Customer	An entity that purchases and uses products manufactured by a maiLink Partner.

maiLink Products

Term	Description
maiLink SRM	The name of the maiData Service Relationship Management (SRM) software platform for tracking fleets of deployed devices and secure communications with those devices.
maiLink Apps	The collection of optional maiLink Apps are available on the maiLink SRM platform and can be enabled / disabled for each Device Type:

maiLink Apps

App	Description
Manage	This App allows Device Types to be created for each brand and model of product, and Devices to be created for each serial number.
Health	This App sends an “Agent Alive” health message from the Agent to the Cloud at a regular interval.
Access	This App provides secure remote access from an installed Client to deployed devices in the field.
Telemetry	This App sends asynchronous messages from the Agent to the Cloud.
Command	This App automates service tasks. Each Command is a script that combines individual file transfers to/from the device as well as remotely executed commands that are run on the device. Command allows scripts to be broadcast to one Device, a selected group of Deviecs (all of the same Device Type), or all the Devices of a Device Type.

maiLink Telemetry Message Types

Type	Description
Metrics	Numeric values that change over time.
Events	Momentary occurences on the Devices, such as “Door opened”, “System restarted”. Each Event has a Severity Level, a Code that identifies the type of Event, and a Descriptor that is human-readable.
Status	Describes the the current state of something in the Devices, such a “Door is Open” or “X-ray Tube is on”. Each Status has a Code that identifies the component being described, and a Descriptor that is human-readable.

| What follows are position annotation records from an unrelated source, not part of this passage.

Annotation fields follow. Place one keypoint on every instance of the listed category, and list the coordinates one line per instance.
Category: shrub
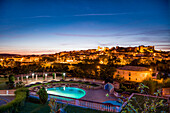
(43, 95)
(19, 84)
(33, 100)
(13, 106)
(132, 91)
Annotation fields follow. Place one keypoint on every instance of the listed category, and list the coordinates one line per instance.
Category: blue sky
(49, 26)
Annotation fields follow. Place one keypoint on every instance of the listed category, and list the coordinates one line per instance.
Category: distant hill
(9, 54)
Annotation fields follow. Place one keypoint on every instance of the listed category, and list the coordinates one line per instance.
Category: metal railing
(87, 103)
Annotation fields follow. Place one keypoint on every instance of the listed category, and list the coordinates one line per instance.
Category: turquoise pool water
(113, 103)
(67, 92)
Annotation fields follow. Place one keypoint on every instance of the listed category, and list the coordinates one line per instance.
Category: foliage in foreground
(149, 105)
(13, 106)
(43, 95)
(56, 107)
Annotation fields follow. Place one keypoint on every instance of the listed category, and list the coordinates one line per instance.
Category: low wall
(7, 92)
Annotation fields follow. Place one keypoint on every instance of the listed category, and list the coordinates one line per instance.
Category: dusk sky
(50, 26)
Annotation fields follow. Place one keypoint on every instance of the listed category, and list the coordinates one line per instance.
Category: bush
(132, 91)
(119, 90)
(13, 106)
(33, 100)
(43, 95)
(19, 84)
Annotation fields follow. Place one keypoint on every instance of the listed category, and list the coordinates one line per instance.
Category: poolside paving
(6, 99)
(98, 95)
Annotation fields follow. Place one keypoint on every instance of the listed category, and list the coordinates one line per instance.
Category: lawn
(95, 85)
(38, 108)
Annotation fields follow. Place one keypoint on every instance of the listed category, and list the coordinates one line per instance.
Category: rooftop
(133, 68)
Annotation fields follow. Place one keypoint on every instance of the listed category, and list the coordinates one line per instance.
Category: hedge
(13, 106)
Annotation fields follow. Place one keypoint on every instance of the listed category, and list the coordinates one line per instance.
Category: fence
(87, 103)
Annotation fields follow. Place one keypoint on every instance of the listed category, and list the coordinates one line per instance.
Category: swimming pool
(114, 103)
(71, 92)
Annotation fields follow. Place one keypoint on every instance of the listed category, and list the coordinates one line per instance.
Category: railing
(7, 92)
(87, 103)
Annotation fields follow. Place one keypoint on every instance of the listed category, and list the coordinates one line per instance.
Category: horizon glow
(47, 27)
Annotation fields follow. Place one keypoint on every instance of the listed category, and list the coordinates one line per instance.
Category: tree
(43, 96)
(11, 81)
(149, 105)
(56, 107)
(151, 84)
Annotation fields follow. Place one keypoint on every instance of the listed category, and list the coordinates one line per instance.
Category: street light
(98, 70)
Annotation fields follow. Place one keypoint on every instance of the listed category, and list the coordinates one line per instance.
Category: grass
(39, 108)
(3, 86)
(141, 100)
(95, 85)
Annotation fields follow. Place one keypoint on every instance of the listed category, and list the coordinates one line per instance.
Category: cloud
(100, 14)
(39, 17)
(162, 32)
(82, 35)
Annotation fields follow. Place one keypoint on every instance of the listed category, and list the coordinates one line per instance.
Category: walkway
(6, 99)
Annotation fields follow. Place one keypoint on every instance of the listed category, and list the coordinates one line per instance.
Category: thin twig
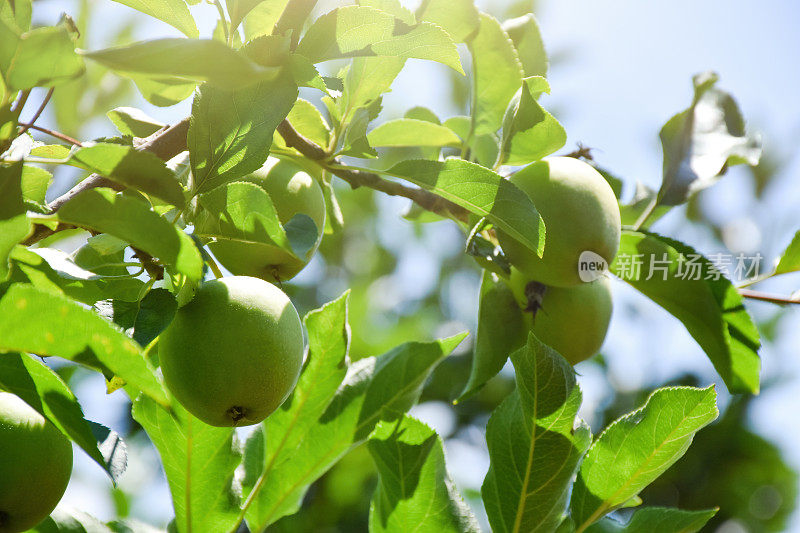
(52, 133)
(357, 178)
(38, 113)
(772, 298)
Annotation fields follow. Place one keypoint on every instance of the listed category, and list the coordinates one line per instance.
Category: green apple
(580, 214)
(292, 192)
(571, 320)
(233, 354)
(35, 465)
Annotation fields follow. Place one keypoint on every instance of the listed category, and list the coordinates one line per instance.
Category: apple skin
(233, 354)
(580, 213)
(292, 192)
(35, 465)
(571, 320)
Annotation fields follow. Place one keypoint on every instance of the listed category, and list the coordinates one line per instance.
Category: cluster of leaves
(249, 76)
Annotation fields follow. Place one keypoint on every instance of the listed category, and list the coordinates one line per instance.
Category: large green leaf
(414, 491)
(199, 461)
(375, 389)
(656, 520)
(14, 223)
(323, 371)
(711, 309)
(133, 221)
(231, 131)
(790, 258)
(173, 12)
(459, 18)
(701, 142)
(497, 75)
(357, 31)
(501, 331)
(412, 132)
(534, 444)
(133, 168)
(527, 39)
(42, 57)
(42, 389)
(529, 131)
(48, 324)
(190, 59)
(637, 448)
(480, 191)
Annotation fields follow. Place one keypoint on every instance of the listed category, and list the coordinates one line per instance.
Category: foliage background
(618, 72)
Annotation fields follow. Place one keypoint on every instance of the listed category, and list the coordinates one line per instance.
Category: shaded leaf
(173, 12)
(534, 443)
(133, 221)
(43, 389)
(480, 191)
(497, 75)
(701, 142)
(637, 448)
(199, 461)
(375, 388)
(133, 122)
(414, 491)
(529, 131)
(711, 309)
(190, 59)
(49, 324)
(231, 131)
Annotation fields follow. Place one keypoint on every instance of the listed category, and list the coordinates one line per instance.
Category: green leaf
(49, 324)
(199, 461)
(393, 7)
(306, 119)
(375, 389)
(412, 132)
(358, 31)
(133, 168)
(534, 443)
(790, 258)
(133, 221)
(414, 491)
(35, 182)
(459, 18)
(14, 223)
(243, 212)
(701, 142)
(144, 319)
(497, 75)
(163, 91)
(501, 331)
(173, 12)
(231, 131)
(190, 59)
(42, 57)
(656, 520)
(711, 309)
(323, 371)
(42, 389)
(530, 132)
(51, 270)
(480, 191)
(637, 448)
(527, 39)
(133, 122)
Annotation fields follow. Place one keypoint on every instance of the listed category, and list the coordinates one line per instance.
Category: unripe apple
(233, 354)
(580, 214)
(571, 320)
(35, 465)
(292, 192)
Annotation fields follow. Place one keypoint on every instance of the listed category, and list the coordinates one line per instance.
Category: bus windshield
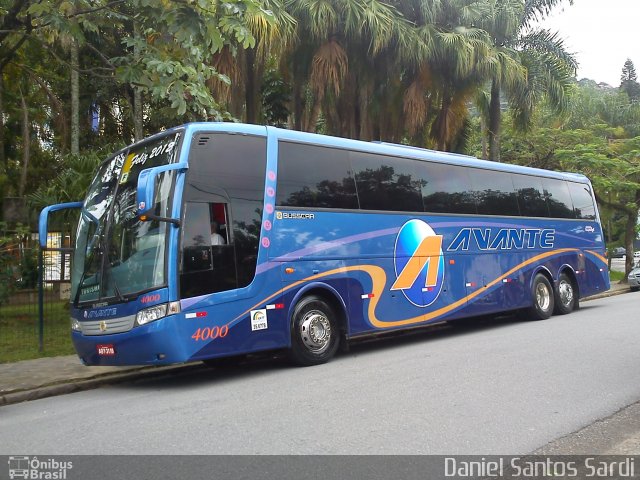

maiLink Software Components

Type	Description
Agent	The maiLink software module built into products that can connect to the maiLink SRM software platform.
Client	The maiLink software module installed on Partner service technicians if/when they need to remotely access deployed Devices.
Cloud	The maiLink software cloud-based database, management, portal and secure communications software.
Router	A maiLink software accessory with built-in Agent that, when installed in a Customer facility and with the agreement of the Customer, allows the Partner to gain Access to non-maiLink compatible, network-connected systems.

Types of Protected Information

These terms are usually used in the context of Information Security (SOC1, SOC2, SOC3, ISO-27001), Patient Privacy (HIPAA) and/or Data Protection (GDPR).

Type	Description
PCI	Payment Card Information.
PHI	Payment Card Information.
PII	Payment Card Information.

Other Terms

Type	Description
PDLC	maiLink uses a Product Development Life Cycle process for developing maiLink products.
VA	In computing, a Virtual Appliance (VA) is considere a software equivalent of a hardware device, usually in the form of a preconfigured software solution.
VM	In computing, a Virtual Machine (VM) is the virtualization / emulation of a computer system.